Um Conto do Baixo São Francisco
Memória de um encantamento no Baixo São Francisco, onde a luz e as palavras atravessam o tempo.
Autor: Nhenety Kariri-Xocó
Prefácio
Contar histórias é como lançar sementes no rio do tempo. Algumas afundam, outras viajam longe, e algumas florescem nas margens mais inesperadas.
Esta é uma dessas histórias. Vem de minha terra, de meu povo Kariri-Xocó do Baixo São Francisco. É uma memória que brilha feito luz sobre pano — e como dizemos em nossa língua Kariri, Hinetoklité.
Escutem bem: não é apenas sobre cinema. É sobre o encanto da primeira vez, sobre o olhar que vê o mundo se transformar. É sobre palavras que resistem, que atravessam o tempo e ainda falam aos nossos corações.
O conto
No Baixo São Francisco, onde o rio espelha o céu e as cidades crescem à beira de suas águas, há lugares de história viva.
Entre eles, Penedo e Propriá se destacavam como portais por onde as novidades do Brasil chegavam primeiro — como se o progresso descesse o rio em canoas de luz.
Defronte a Propriá, em Porto Real do Colégio, moram o povo indígena Kariri-Xocó — também conhecidos dos colegienses, como eram chamados. Sempre atentos, suas vidas se entrelaçavam com as marés de modernidade que batiam à porta.
Foi num dia de sol manso, em 1948, que Maria de Lourdes — a quem todos chamavam de Indaiá — atravessou o rio, acompanhando seu pai, Euclides.
Iam vender cerâmica no mercado de Propriá, como tantas vezes já haviam feito. Mas, naquela tarde, algo novo esperava por ela.
Havia um burburinho nas ruas: um tal de cinema.
O Cine Odeon reluzia com letreiros e uma fila de gente curiosa.
Sem saber bem do que se tratava, Indaiá entrou. Sentou-se na cadeira de madeira, com os olhos arregalados.
Quando as luzes se apagaram e a tela brilhou, ela sentiu um calafrio: imagens dançavam num grande pano, e dali saíam vozes, risos, sons...
Era como se o espírito da luz estivesse contando histórias.
Na volta à aldeia, correu a contar à mãe, Maria Pureza:
— Mamãe, vi um negócio chamado cinema! — disse, ofegante. — É como um pano onde a luz fala...

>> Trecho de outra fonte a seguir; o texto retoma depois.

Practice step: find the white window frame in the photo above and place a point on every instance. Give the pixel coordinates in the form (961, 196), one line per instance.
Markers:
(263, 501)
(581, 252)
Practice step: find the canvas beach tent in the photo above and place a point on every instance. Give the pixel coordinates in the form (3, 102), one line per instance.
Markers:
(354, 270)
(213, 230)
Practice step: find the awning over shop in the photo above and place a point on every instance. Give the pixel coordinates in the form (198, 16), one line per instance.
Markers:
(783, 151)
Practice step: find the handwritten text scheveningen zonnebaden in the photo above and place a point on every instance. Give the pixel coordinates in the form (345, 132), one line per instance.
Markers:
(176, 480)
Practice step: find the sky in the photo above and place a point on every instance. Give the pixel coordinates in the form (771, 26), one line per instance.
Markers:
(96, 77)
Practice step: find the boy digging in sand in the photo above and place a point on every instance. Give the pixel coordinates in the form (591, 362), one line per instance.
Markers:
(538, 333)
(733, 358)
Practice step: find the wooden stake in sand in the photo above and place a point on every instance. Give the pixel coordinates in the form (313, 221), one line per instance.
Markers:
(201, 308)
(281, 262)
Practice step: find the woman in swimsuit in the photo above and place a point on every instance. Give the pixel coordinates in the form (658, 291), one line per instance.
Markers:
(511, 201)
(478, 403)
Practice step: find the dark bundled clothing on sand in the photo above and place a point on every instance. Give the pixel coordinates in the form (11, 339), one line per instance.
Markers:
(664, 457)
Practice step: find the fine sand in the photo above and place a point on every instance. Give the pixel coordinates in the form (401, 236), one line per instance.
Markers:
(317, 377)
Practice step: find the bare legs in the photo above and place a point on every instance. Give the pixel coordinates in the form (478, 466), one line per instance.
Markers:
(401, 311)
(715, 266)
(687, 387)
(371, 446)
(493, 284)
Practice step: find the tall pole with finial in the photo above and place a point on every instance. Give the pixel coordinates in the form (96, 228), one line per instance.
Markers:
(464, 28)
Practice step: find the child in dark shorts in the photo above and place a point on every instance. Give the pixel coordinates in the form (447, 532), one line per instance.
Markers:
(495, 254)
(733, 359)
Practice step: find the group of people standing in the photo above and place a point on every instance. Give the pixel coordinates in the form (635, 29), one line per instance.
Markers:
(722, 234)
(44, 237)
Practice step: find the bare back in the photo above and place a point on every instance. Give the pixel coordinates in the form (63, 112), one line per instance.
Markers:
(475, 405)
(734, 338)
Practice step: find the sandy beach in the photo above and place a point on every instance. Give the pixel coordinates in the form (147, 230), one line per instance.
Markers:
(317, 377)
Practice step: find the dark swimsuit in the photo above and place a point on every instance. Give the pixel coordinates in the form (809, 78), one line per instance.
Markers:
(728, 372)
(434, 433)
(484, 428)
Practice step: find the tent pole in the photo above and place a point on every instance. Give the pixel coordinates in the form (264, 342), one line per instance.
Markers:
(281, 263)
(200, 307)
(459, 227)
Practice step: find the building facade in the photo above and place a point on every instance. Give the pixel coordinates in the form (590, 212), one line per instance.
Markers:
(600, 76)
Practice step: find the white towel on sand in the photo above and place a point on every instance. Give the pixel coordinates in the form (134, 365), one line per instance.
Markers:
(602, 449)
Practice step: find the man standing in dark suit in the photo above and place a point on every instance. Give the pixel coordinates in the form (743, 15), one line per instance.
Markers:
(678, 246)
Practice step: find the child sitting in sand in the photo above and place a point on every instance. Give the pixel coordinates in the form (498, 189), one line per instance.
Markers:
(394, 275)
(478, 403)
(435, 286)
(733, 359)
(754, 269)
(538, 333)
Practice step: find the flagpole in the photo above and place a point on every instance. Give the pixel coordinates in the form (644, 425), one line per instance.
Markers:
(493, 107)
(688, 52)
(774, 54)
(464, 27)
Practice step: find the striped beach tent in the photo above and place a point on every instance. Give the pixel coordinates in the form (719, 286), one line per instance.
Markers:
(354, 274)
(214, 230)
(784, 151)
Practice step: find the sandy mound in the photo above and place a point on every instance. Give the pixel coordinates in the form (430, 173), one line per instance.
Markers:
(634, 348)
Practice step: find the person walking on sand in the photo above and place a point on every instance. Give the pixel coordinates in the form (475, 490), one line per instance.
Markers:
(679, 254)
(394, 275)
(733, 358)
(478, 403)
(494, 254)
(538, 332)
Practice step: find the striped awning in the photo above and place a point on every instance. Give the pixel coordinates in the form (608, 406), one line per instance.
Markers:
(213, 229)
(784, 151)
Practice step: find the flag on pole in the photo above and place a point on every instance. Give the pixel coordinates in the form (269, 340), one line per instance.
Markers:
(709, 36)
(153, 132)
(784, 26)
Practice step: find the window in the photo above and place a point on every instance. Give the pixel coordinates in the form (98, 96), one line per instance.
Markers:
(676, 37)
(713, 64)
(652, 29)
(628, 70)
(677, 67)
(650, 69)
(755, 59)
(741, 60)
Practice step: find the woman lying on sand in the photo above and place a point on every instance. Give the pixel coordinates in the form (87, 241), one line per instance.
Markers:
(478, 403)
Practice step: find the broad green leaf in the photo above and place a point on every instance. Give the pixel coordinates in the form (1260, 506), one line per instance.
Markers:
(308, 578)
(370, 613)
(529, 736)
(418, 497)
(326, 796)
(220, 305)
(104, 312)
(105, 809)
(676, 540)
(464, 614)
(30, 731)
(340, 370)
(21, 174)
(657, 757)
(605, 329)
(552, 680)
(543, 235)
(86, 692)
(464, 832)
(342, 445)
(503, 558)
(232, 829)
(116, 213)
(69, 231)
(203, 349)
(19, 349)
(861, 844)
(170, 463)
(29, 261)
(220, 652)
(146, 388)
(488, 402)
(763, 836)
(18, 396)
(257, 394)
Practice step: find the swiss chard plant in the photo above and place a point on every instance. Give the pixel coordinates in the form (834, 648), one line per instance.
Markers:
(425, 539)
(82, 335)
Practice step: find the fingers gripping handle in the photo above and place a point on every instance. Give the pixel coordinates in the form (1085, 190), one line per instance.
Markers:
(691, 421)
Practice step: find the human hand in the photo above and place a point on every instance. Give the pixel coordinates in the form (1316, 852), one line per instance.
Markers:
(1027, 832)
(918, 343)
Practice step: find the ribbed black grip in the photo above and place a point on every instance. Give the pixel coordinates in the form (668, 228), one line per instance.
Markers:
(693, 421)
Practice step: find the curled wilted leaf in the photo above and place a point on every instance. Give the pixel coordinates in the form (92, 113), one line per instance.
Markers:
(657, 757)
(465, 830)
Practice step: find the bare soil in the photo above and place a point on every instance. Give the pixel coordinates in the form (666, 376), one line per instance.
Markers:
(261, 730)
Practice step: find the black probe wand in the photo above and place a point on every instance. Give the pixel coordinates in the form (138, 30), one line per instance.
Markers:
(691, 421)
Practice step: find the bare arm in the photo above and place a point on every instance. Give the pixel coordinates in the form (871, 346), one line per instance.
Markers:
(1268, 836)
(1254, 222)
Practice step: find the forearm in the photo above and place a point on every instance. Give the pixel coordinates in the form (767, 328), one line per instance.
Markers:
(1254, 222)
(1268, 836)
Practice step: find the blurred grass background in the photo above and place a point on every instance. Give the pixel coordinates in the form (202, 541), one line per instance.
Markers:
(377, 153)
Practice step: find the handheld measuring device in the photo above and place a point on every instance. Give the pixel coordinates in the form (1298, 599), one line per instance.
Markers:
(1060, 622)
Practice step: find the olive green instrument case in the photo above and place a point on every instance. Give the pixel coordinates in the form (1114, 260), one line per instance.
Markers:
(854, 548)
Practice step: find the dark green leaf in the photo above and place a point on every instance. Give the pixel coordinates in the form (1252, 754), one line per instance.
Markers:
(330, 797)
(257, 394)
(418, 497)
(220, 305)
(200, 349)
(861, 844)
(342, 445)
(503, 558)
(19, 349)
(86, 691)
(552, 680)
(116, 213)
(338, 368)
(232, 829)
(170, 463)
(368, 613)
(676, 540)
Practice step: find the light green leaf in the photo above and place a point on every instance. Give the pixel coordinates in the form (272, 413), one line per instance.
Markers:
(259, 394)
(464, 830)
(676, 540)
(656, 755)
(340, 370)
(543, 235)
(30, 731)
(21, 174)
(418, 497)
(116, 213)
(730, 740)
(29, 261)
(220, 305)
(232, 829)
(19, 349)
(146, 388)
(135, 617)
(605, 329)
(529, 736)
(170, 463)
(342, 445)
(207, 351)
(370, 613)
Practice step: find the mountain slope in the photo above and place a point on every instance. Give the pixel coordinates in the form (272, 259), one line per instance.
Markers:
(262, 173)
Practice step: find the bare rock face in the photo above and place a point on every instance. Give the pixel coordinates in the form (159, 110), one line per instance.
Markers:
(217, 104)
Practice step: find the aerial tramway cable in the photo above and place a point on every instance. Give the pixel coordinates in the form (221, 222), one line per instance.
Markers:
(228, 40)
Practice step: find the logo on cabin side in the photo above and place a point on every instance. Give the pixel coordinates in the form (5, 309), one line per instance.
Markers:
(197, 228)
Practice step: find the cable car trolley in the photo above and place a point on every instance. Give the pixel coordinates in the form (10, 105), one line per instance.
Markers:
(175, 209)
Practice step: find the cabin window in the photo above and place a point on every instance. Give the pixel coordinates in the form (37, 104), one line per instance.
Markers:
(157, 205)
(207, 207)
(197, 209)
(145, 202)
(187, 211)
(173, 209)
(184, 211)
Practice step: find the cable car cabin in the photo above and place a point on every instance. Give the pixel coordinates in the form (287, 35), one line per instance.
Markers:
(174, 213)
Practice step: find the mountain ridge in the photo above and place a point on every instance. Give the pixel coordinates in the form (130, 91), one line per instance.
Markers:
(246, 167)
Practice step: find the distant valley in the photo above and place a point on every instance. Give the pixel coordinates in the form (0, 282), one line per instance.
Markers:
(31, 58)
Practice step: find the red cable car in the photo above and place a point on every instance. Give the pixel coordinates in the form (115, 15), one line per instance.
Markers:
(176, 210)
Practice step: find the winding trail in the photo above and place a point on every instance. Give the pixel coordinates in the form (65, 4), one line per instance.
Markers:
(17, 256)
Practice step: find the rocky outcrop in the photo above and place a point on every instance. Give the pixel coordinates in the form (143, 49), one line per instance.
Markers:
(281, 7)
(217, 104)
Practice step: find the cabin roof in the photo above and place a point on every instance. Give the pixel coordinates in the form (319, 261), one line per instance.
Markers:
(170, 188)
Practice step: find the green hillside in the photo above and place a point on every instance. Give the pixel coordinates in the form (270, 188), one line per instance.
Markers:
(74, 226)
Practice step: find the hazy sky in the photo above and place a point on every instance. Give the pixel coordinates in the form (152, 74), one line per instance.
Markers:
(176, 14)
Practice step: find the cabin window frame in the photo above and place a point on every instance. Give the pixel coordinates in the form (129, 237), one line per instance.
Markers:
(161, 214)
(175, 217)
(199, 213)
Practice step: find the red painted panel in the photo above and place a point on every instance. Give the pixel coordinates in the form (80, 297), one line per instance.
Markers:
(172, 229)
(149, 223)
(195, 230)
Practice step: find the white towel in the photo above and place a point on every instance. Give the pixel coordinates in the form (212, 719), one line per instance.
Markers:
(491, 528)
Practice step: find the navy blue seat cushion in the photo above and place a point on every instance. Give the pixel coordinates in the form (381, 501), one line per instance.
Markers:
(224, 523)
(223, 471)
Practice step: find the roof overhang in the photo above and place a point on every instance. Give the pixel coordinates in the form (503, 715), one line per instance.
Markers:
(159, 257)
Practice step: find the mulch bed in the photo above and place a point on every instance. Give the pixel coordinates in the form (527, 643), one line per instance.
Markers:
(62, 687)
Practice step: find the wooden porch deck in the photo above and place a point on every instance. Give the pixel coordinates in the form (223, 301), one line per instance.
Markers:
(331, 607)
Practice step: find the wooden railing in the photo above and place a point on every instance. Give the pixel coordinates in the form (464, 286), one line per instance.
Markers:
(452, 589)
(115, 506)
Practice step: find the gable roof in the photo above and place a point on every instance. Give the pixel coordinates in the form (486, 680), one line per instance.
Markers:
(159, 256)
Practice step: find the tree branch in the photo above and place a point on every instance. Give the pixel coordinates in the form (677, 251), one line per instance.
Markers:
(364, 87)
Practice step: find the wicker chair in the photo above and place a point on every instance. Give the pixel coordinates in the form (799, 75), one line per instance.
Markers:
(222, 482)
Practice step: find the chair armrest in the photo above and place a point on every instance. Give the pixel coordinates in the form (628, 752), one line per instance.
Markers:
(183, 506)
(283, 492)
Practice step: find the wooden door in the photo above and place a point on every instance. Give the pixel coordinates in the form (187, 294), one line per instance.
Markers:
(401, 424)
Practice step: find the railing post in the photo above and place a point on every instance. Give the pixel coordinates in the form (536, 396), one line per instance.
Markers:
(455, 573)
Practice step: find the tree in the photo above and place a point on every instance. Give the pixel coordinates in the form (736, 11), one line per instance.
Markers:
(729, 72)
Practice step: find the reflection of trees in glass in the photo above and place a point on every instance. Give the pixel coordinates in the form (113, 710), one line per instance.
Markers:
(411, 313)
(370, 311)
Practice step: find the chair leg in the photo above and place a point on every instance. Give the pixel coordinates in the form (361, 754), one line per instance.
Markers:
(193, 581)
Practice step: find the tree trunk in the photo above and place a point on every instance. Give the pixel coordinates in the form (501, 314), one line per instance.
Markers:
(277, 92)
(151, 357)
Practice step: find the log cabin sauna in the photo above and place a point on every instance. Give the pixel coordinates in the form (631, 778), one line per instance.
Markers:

Maria Pureza sorriu e respondeu:
— Nós chamamos isso de Hinetoklité... Luz que fala no pano. Vem do nosso Kariri: hine, que é luz; toklikli, falar; cruté, pano.
Assim, a palavra correu entre os nossos.
O Hinetoklité passou a ser conhecido, encantando adultos e crianças.
Em Propriá, além do Odeon, o Cine Propriá também projetava seus feitiços luminosos.
Mais tarde, em 1959, surgiu o Cine Fernandes, pelas mãos do empresário Fernandinho.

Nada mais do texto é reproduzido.